Katya led them along the walkway towards the forward compartments of the submarine. Once again they plunged into darkness, the auxiliary electrical system only providing emergency lighting in the main compartments. As they inched forward, Jack and Costas could just make out Katya’s silhouette as she felt for the handrail and fumbled for the switch on her headlamp.
There was a sudden clatter and an ear-piercing shriek. Jack and Costas leapt forward. Katya was slumped in the passageway.
Jack knelt over her and checked her regulator. His face was drawn with concern as he looked into her eyes.
She was mumbling incoherently in Russian. After a moment she raised herself on one elbow and the two men helped her to her feet. She spoke falteringly.
“I’ve had a…shock, that’s all. I’ve just seen…”
Her voice faded away as she raised her arm and pointed in the direction of the sonar room at the end of the corridor.

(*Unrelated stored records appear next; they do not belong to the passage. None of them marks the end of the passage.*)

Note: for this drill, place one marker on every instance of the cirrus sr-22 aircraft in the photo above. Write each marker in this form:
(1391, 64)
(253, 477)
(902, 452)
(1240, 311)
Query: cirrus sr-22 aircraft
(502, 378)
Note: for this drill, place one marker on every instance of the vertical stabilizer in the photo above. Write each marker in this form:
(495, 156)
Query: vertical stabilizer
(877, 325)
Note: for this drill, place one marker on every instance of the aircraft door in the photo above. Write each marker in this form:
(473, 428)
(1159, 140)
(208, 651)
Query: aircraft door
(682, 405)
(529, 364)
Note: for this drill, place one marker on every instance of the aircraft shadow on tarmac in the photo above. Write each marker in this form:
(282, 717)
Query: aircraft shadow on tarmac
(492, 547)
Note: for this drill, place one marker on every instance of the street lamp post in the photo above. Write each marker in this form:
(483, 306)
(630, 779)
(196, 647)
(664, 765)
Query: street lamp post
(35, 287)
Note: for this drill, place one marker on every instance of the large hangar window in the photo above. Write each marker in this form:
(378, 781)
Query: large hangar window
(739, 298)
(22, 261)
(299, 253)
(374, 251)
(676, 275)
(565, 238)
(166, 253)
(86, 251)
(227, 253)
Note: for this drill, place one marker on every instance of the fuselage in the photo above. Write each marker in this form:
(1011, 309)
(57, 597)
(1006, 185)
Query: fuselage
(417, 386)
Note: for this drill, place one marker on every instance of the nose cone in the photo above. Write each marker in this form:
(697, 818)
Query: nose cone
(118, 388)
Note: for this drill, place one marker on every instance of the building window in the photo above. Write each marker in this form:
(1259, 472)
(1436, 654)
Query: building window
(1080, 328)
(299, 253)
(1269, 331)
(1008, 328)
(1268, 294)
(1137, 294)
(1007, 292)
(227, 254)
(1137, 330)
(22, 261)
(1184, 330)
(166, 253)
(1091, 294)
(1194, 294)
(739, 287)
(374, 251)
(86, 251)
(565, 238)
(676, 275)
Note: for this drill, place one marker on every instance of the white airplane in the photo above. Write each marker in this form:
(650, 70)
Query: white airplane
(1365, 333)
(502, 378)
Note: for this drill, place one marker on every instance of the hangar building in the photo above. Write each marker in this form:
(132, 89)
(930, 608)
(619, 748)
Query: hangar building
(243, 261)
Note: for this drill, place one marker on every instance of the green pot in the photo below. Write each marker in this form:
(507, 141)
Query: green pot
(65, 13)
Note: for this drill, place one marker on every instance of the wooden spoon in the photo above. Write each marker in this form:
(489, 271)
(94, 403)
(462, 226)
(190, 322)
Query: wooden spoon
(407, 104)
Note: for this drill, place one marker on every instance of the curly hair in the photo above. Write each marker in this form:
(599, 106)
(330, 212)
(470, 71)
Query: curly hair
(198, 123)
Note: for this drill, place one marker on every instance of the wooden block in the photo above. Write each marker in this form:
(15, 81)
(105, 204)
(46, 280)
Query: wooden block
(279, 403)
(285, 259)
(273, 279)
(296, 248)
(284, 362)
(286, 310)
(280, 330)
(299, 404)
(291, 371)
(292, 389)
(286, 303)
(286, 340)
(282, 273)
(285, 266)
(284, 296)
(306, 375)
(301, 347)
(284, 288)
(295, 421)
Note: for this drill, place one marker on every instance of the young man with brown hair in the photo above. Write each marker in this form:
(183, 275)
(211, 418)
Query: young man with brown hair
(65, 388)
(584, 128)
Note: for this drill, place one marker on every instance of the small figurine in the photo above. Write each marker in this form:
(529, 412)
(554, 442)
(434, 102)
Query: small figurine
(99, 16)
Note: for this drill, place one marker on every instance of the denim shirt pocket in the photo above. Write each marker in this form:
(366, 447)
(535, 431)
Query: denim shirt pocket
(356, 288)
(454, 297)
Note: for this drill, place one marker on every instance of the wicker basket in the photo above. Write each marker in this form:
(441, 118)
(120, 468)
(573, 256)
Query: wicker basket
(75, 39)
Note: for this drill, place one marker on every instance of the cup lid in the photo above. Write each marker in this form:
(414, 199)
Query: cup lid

Jack switched on his headlamp. What it revealed was an image of horror, a spectre drawn from the worst nightmare. Looming out of the darkness was the white-shrouded form of a hanging man, the arms dangling like some ghoulish puppet, the face lolling and grotesque as it leered through long-dead eyes.
It was the very apparition of death, the guardian of a tomb where no living being belonged. Jack suddenly felt chilled to the bone.
Katya recovered herself and straightened. Cautiously the three of them edged into the room. The body was wearing the dark serge of a Soviet naval officer and was suspended by the neck from a wire noose. The floor was strewn with discarded food cartons and other debris.